As both a writer and a politician, Abrams has made an art of imagining what does not yet exist.
As the Maryland gubernatorial candidate Ben Jealous recalled in a tweet after her election, when he first met Abrams at an event for student organizers 25 years ago, “she told me then she would be the first black governor of Georgia. I told her I believed her.”
It’s a confidence, Abrams said, born of her upbringing. Her parents grew up in Jim Crow Mississippi and had to fight for the right to vote before they were old enough to cast a ballot.

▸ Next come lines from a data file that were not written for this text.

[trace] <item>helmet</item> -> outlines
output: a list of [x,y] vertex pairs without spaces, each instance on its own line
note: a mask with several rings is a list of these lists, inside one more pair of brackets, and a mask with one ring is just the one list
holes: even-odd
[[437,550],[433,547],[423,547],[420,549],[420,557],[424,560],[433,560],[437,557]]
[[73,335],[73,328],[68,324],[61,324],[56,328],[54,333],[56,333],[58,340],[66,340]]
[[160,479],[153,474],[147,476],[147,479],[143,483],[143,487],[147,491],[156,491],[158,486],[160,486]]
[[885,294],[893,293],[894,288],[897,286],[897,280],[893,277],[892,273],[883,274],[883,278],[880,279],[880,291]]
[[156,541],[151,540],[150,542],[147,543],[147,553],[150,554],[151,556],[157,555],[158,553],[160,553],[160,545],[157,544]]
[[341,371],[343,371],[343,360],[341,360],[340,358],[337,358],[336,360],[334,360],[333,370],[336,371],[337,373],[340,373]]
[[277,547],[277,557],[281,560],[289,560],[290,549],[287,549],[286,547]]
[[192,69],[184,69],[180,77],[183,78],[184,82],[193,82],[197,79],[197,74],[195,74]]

“They raised us to believe we were capable of anything,” she said. “My dad told us, ‘You don’t tell yourself no – let everyone else do that. You go for what you think you can have.”
And she did.
Abrams would go on to become the youngest deputy city attorney in Atlanta, according to the mayor who hired her; she was elected to the Georgia state house in 2006 and became Democratic leader in the state house in 2011.
That she set her sights so high is all the more remarkable given what America tells women about ambition. Hillary Clinton was lambasted for it in the 2016 presidential cycle, and sure enough, an early ad from the Republican Governors Association (RGA) accused Abrams of the same.
Asked to respond, she didn’t deny a thing.
“I have the ambition we can actually make life better for people. I have the ambition that politics and policy can work together to make things good. We shouldn’t want leaders who don’t have ambition,” she said, “who can’t dream beyond the moment.”
And no one can accuse Abrams of that failing.
Unfortunately for the RGA, her ambition is contagious, according to the woman who was elected to Abrams’ state house seat after she resigned to run for governor. “She really shows women and people of color that our goals and our ambitions – our possibilities don’t have a ceiling,” said Bee Nguyen, who has broken some records of her own as the first Vietnamese American woman elected to the state general assembly.
“Stacey’s vision for Georgia includes all of us,” Nguyen said. “She’s the only candidate who even talks about Asian Americans as being a part of our electorate in Georgia.”
Seeing unseen or minority constituents, listening to their concerns and elevating their voices are some of Abrams’ sweet spots, according to many who took the stage Tuesday night.
Abrams’ own identity, she has said, gives her “a complex understanding of America”. But mostly, it gives her a propensity to listen.
“I believe there are more Democrats who are ready to lift their voices,” she said. “And that’s what our campaign is about.”
She also thinks, in an era when Americans are hungry for authenticity in politics, there’s no substitute for telegraphing values of her own.
“There’s no one who’s going to convince me that reproductive access should not exist. That civil rights are a danger. They’re never going to convince me that I should not stand up for labor unions. Those are ideological beliefs that I hold,” she said.
So no, she said, there will be no pivot in the general. And she’s not worried about losing votes over it. “They’re going to know that because I was consistent throughout the campaign, I would bring that same consistency and authenticity to the governor’s office.”